Climate change has caused animals to die massively when temperatures rise suddenly in some areas.

Climate change has caused animals to die massively when temperatures rise suddenly in some areas.

In India, where temperatures reach 46 degrees Celsius, a herd of monkeys dies when they cannot find water. In Australia, too high temperatures cause a series of bats to die, falling from the sky. Meanwhile in the Bering Sea, ancient seagulls have starved to death due to abundant food sources that have migrated to cooler waters.

And most recently, in the land that seems to be unaffected by global warming - the subarctic region - many reindeer also suffer the same fate.

Starvation for climate change

In Norway's Svalbard Islands, bodies of more than 200 reindeer were found by a group of three scientists from the Norwegian Polar Institute (Norwegian Polar Institute - NPI) in the annual census of dynamic populations. object.

The body of a wild deer was found by a team of three scientists from the Norwegian Polar Institute (NPI) in the annual census of the animal population, The Guardian newspaper, July 30, 2019.

Picture 1 of The scary of climate change: The coldest animals cannot live anymore

Climate change causes the temperature to spike, causing animals to die in mass.

NPI stresses that this is the first time the institute has recorded such a mass death within 40 years of tracking their reindeer population.

Winter in the Arctic takes place from October to March and scientists think these reindeer were starved to death during that time. And the cause is nothing but global warming .

According to The Independent, Svalbard, the capital of Longyearbyen, the world's most northern town, is believed to be the fastest warming of any other human living area on earth.

The sudden warming temperature in the area leads to a sudden increase in rainfall. Rain then encounters freezing cold temperatures creating a thick ice in the reindeer's living area. And it is this thick ice that makes reindeer unable to access vegetation as their source of food.

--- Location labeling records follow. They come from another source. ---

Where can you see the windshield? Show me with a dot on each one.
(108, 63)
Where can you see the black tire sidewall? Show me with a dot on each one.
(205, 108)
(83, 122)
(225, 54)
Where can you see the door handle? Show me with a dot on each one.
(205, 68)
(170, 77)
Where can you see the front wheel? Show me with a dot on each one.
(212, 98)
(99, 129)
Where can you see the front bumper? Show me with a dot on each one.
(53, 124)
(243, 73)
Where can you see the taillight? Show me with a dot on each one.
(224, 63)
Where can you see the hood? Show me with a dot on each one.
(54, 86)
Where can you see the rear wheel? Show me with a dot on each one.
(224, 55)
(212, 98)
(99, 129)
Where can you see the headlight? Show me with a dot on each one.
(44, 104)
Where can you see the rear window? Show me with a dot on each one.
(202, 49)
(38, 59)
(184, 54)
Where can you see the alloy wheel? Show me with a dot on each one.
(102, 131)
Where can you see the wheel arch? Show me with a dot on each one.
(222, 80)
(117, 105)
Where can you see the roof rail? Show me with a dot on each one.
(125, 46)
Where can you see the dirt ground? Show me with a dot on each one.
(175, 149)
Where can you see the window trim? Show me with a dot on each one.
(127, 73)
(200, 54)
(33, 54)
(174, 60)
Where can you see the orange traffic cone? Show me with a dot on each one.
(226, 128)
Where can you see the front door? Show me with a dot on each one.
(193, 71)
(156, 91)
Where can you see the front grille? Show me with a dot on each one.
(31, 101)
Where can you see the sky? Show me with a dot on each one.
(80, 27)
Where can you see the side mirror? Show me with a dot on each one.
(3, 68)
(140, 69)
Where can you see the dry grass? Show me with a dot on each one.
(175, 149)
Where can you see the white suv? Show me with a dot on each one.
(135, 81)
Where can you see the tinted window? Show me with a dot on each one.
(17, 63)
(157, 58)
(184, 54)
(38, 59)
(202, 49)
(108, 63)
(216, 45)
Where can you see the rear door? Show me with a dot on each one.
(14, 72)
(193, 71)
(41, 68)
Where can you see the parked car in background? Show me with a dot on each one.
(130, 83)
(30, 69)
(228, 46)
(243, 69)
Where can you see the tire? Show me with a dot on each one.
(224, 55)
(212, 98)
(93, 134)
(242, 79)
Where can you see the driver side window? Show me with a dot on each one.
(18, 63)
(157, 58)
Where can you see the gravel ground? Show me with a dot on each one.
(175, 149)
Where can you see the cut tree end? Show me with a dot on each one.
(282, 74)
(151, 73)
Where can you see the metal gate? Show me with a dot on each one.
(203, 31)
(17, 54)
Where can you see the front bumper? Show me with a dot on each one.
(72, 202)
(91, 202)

NPI scientists also hypothesized that a large number of baby reindeer born last year may contribute to an unusually high mortality rate, because smaller and weaker children are often individuals. first die. However, the main cause of mass deaths this year is believed by scientists to come from global warming.

The Arctic reindeer population has fallen 56% in the past two decades, a 2018 report by the National Oceanic and Atmospheric Administration revealed. Without grazing reindeer, other invasive and exotic plants can spread across the Arctic tundra, another serious impact caused by warming.